C’est d’abord la défense et la réforme de l’ONU, seul outil multilatéral à notre disposition. Face à sa paralysie actuelle, l’ONU devrait modifier le fonctionnement du Conseil de sécurité en supprimant le droit de véto et en l’élargissant, donner plus de pouvoir à l’Assemblée générale et enfin permettre à d’autres acteurs que les Etats de faire entendre leurs voix, peuples premiers et acteurs de la société civile. Les opinions publiques et les mobilisations populaires, qui se multiplient aujourd’hui sur tous les continents, peuvent ainsi changer la donne sur des questions comme la lutte contre le changement climatique où la régulation des activités des entreprises multinationales.
L’ordre westphalien qui s’imposait encore lors de la création de l’ONU, uniquement basée à l’époque sur les rapports inter-étatiques, est en effet dépassé par la multiplicité des acteurs jouant un rôle au niveau international, des grandes entreprises multinationales aux ONGs, et par les outils qui, comme internet, sont d’emblée mondiaux. Des outils dont la gestion peut donner des idées pour un fonctionnement différent : Wikipedia, Openstreetmap, et l’internet lui-même sont ainsi “gérés” au niveau mondial par des collectifs auto-organisés fonctionnement au consensus. Un modèle qui a été repris par les scientifiques qui ont partagé en temps réel toutes les informations concernant le coronavirus, faisant du Covid-19 un exemple parfait du pire – les brevets sur les vaccins et les milliards de profit des big-pharma – et du meilleur – la gestion libre et ouverte de la communauté scientifique – dans la “gestion du monde” !

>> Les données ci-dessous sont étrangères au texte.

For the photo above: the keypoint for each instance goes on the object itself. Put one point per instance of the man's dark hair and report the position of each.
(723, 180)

Dernier élément : dans un monde qui sera dominé par la tension entre les deux puissances dominantes, il faudra trouver une troisième voie, et donc passer les alliances nécessaires pour faire avancer les préoccupations sociales, écologistes et démocratiques. Ces alliances entre Etats mais aussi acteurs de la société civile devraient être régionales, pour nous l’Europe, mais aussi mondiales pour reconstruire ensemble une organisation mondiale garantissant la paix entre les peuples, la défense des droits fondamentaux pour tous les habitants de cette planète et une nouvelle relation entre l’humanité et la nature.
Christophe Aguiton. Publié dans Regards.